The "stupid" pig can be taught to do as phenomenal tricks as the "intelligent" dog. It is possible to train a pig so that he will appear to be able to discriminate among colors, to tell time, even to perform simple operations in arithmetic. At the circus or vaudeville we sit in wonder while the "educated" stupid pig, alertly afraid of the trainer's whip, performs stunts of seeming intelligence. Under the stimulus of fear he acts like a quick-thinking dog. In truth he has been changed by training, from the pig characteristic of utter stupidity to the dog characteristic of rudimentary intelligence. But in nature and form he remains just a pig. If you should see him among other pigs in a pen, you never would mistake the "educated" pig for a fat puppy.
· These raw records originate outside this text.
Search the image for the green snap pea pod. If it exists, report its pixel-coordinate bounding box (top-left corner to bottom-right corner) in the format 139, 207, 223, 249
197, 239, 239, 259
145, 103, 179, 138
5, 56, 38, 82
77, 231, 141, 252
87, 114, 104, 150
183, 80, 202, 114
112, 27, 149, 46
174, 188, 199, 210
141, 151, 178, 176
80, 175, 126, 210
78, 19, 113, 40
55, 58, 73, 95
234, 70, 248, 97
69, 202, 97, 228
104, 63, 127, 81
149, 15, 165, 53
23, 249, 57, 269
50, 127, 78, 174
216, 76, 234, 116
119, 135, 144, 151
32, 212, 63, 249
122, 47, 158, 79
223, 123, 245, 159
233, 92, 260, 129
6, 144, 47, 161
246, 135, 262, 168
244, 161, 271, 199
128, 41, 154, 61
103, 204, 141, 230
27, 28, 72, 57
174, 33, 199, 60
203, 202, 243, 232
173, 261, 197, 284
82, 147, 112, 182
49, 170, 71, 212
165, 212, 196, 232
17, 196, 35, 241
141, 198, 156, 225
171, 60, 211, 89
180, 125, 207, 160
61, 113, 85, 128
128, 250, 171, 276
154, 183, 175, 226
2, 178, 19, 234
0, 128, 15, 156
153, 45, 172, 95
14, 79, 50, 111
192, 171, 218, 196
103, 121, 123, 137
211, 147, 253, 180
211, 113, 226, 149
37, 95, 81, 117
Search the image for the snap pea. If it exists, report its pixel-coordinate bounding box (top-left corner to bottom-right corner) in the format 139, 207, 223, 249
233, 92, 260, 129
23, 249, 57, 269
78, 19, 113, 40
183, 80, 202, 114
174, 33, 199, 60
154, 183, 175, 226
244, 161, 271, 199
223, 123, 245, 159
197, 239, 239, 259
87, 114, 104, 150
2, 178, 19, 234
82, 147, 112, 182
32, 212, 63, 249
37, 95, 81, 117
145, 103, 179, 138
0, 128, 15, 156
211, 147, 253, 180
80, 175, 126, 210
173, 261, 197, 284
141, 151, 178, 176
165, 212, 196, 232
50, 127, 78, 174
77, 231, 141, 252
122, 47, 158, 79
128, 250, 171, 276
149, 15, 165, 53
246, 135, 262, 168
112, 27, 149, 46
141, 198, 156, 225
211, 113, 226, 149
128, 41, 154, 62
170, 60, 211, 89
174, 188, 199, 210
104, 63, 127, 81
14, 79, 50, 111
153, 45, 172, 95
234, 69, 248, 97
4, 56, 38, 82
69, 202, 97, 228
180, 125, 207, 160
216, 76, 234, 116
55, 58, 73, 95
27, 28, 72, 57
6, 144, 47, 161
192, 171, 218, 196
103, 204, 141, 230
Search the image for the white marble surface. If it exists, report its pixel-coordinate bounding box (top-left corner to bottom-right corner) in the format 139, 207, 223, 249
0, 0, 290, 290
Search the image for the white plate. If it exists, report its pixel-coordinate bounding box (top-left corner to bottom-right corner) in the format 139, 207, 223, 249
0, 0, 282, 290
In the trained pig the use of his pig mind is developed to an unusual degree of activity and of quality to save himself from punishment and to gain the tidbits that reward his performance of tricks. The purpose of the trainer is accomplished by changing and developing the mind functioning of the pig. No trainer would attempt to change the nature of a pig—to develop a pig into an elephant, a different creature. Only characteristics can be changed or developed.

Plant Development

Luther Burbank has accomplished with plants even more extraordinary changes and developments in characteristics than have been achieved by the most expert trainers of animals. He could not make a carrot into a calla; but he did take the dwarf natural calla plant and develop it into a splendid lily that bears flowers measuring a foot across the petal. He also multiplied the characteristic colors of the natural calla and has evolved great blossoms of a score of shades, from pure white to jet black.
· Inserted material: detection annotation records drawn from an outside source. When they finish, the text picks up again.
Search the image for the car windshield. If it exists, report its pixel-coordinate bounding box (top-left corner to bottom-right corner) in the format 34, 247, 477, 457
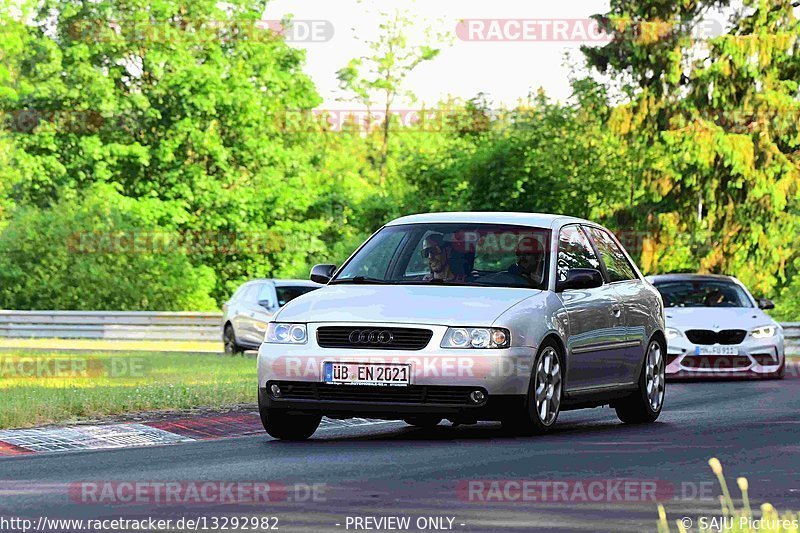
332, 223, 550, 289
655, 280, 753, 307
275, 285, 317, 307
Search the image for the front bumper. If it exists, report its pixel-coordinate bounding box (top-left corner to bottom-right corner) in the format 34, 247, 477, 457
258, 323, 536, 418
666, 332, 785, 379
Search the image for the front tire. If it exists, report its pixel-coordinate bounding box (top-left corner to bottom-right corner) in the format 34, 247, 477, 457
502, 340, 564, 435
614, 339, 666, 424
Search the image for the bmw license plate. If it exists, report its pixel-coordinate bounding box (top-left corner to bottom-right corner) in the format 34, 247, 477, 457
323, 363, 411, 386
694, 345, 739, 355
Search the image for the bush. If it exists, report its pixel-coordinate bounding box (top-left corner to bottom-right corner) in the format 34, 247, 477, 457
0, 184, 217, 311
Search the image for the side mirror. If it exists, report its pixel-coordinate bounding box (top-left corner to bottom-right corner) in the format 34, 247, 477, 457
556, 268, 603, 292
311, 265, 336, 284
757, 298, 775, 309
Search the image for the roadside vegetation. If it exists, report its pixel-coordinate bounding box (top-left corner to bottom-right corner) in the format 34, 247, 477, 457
0, 351, 256, 429
0, 0, 800, 319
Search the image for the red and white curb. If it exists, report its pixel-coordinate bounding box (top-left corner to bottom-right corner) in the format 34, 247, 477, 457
0, 413, 394, 456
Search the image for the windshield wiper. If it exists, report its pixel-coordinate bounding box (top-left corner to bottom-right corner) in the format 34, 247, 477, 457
331, 276, 392, 285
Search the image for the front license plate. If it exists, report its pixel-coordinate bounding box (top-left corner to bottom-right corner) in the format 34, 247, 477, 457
323, 363, 411, 386
694, 346, 739, 355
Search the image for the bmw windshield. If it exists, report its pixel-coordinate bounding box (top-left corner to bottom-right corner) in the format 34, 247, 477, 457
331, 223, 550, 289
655, 280, 753, 307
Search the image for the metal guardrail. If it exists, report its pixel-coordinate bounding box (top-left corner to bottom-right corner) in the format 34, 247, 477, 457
0, 311, 800, 355
0, 311, 222, 341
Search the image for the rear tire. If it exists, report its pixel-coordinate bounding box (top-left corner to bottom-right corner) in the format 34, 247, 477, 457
222, 324, 244, 355
614, 339, 667, 424
502, 339, 564, 435
403, 416, 442, 428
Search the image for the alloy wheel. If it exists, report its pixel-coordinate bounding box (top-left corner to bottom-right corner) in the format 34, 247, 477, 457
645, 342, 665, 412
533, 346, 561, 426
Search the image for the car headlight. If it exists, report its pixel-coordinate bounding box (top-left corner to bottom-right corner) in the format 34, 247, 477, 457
752, 325, 777, 339
264, 322, 308, 344
666, 328, 683, 341
441, 328, 511, 348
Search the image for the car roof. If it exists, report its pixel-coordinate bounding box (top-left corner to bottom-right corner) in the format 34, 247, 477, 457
386, 211, 594, 228
647, 274, 739, 283
245, 278, 322, 287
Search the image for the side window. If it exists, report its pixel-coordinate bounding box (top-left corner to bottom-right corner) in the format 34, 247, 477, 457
557, 226, 600, 281
586, 227, 637, 283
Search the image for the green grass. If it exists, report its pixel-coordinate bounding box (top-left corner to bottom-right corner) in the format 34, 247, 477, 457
0, 351, 256, 429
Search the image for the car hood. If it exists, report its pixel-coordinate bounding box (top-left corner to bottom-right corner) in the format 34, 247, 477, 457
275, 284, 542, 326
664, 307, 774, 330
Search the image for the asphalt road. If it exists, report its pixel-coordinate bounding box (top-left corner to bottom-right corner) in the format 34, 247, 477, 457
0, 372, 800, 532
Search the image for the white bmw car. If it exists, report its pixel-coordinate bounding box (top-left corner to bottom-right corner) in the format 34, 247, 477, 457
647, 274, 785, 379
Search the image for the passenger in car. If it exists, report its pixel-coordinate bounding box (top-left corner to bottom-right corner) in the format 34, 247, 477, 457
422, 233, 466, 281
508, 237, 544, 286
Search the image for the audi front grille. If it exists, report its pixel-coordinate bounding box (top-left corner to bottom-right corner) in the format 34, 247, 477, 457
317, 326, 433, 350
686, 329, 747, 345
267, 381, 485, 407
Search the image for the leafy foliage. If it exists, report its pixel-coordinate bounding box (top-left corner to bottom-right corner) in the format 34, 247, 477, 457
0, 184, 216, 311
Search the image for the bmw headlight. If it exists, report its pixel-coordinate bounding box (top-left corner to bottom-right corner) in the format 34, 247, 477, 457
752, 325, 777, 339
441, 328, 511, 348
264, 322, 308, 344
666, 328, 683, 341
The noted plant wizard developed, too, the naturally small, hard, dry, sour prune and transformed it into a juicy, sweet fruit that is bigger and more delicious than our common plum.

He also succeeded in altering radically an element of the natural walnut, which had a characteristic covering skin of bitter tannin over the meat inside the nut shell. For countless centuries walnut trees had been in the habit of covering the meat of their nuts with this tannin skin. Luther Burbank trained selected walnut trees to give up this fixed bad habit, and to produce nuts the meats of which were not enveloped in bitter coverings.